Sebastián Gili Vives
(1811 - 1894)
Sacerdote diocesano, Fondatore della Congregazione delle Figlie Agostiniane del Soccorso; dedicò la sua vita sacerdotale in modo particolare a vantaggio dell’infanzia abbandonata. All’attenzione verso i fanciulli si aggiunse quella per i malati. Egli dedicava molto tempo alla preghiera, dalla quale traeva nutrimento per operare il bene. Aveva a cuore la condizione femminile in un’epoca in cui la donna era soggetta a molte discriminazioni
Il Venerabile Servo di Dio Sebastián Gili Vives nacque ad Artà (Mallorca, Spagna) il 16 gennaio 1811. Dopo i primi studi effettuati presso la scuola conventuale dei Francescani di Artà e presso il Collegio di Nostra Signora della Sapienza a Palma di Mallorca, nel 1826, si iscrisse all’Università Lulliana. L’anno dopo entrò presso il seminario Conciliare di San Pietro. Fu ordinato sacerdote il 4 aprile 1835 a Ibiza.
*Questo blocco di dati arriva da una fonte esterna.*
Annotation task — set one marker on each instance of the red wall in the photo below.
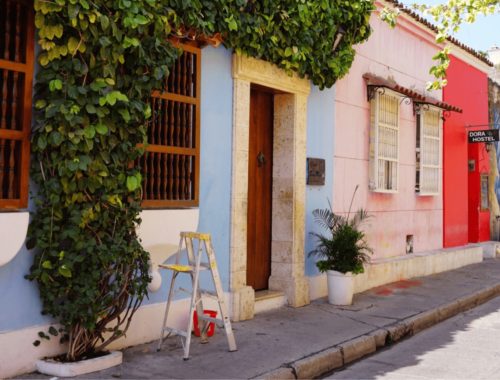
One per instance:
(467, 88)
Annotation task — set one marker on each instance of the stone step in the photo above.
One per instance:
(266, 300)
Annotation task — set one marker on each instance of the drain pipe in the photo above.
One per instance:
(498, 227)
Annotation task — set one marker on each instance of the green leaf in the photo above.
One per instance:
(124, 113)
(132, 183)
(90, 108)
(53, 331)
(64, 271)
(89, 131)
(104, 22)
(72, 44)
(101, 129)
(111, 98)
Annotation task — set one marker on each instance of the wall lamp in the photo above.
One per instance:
(340, 34)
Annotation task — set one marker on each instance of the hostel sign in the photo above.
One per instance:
(487, 136)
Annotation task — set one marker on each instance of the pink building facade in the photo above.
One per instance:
(404, 56)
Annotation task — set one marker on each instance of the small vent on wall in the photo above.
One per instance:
(409, 243)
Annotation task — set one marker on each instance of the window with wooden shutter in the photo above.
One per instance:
(16, 84)
(172, 161)
(384, 143)
(428, 152)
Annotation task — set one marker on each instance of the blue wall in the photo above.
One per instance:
(19, 298)
(215, 168)
(320, 143)
(20, 304)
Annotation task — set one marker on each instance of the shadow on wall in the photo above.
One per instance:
(494, 180)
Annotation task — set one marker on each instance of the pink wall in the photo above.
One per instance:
(404, 55)
(463, 221)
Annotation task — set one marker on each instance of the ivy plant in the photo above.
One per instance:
(449, 16)
(101, 61)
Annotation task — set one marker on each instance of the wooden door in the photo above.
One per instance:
(260, 182)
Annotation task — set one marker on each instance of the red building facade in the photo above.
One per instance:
(465, 218)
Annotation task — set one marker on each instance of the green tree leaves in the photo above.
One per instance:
(101, 62)
(449, 17)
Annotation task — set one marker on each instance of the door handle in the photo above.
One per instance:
(262, 159)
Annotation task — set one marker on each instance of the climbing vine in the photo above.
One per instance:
(449, 17)
(101, 60)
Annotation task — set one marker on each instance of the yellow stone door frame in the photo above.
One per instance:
(289, 185)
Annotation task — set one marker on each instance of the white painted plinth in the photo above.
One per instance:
(54, 368)
(13, 228)
(405, 267)
(491, 249)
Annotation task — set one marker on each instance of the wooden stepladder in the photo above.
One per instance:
(193, 269)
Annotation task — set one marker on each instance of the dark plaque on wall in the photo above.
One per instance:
(316, 171)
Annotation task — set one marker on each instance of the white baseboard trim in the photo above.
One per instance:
(18, 355)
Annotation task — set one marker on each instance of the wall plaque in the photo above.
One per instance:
(316, 171)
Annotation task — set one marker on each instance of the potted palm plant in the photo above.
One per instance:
(343, 252)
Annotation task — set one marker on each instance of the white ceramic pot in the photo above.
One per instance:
(340, 287)
(54, 368)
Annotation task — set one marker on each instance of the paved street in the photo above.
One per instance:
(464, 347)
(314, 339)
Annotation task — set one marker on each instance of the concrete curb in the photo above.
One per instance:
(337, 356)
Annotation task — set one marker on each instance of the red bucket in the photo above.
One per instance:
(211, 327)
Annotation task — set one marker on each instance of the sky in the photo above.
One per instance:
(480, 35)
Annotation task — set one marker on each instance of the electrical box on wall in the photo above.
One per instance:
(472, 165)
(316, 171)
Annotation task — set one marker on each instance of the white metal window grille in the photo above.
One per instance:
(384, 143)
(428, 152)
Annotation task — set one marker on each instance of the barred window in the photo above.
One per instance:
(171, 163)
(384, 143)
(16, 84)
(428, 152)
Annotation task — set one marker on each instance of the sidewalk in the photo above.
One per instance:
(313, 340)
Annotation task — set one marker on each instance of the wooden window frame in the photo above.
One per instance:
(373, 180)
(22, 135)
(195, 152)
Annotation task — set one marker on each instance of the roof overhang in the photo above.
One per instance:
(374, 83)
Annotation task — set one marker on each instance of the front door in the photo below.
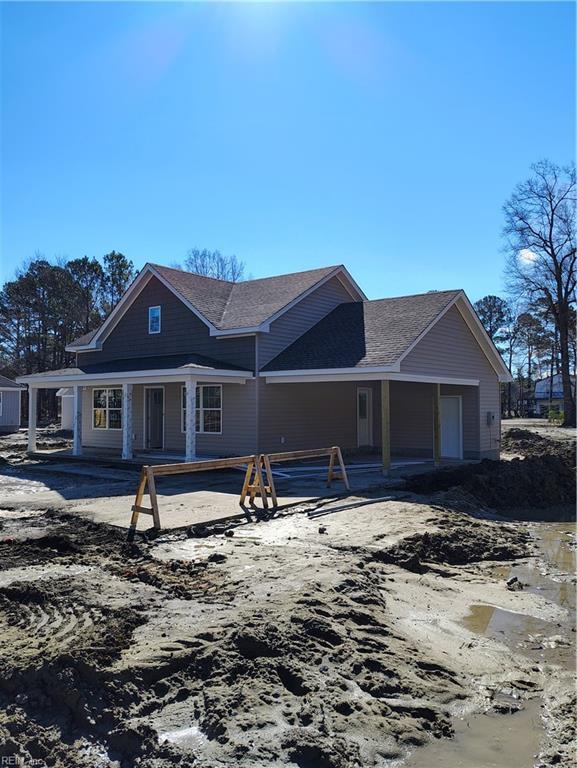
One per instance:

Nominato viceparroco a Palma di Mallorca, si dedicò particolarmente ai bambini abbandonati. Per questa sua sensibilità, nel 1844, venne nominato priore di un brefotrofio che ospitava dai 250 ai 500 bambini. Per garantire loro un’assistenza sempre migliore, fondò la Congregazione delle Figlie Agostiniane del Soccorso, che fu approvata dal Vescovo di Mallorca, Mons. Miguel Salvá Munar, nel 1859. Successivamente, ottenne l’affiliazione dell’Istituto al Terz’Ordine Agostiniano, di cui egli stesso faceva parte.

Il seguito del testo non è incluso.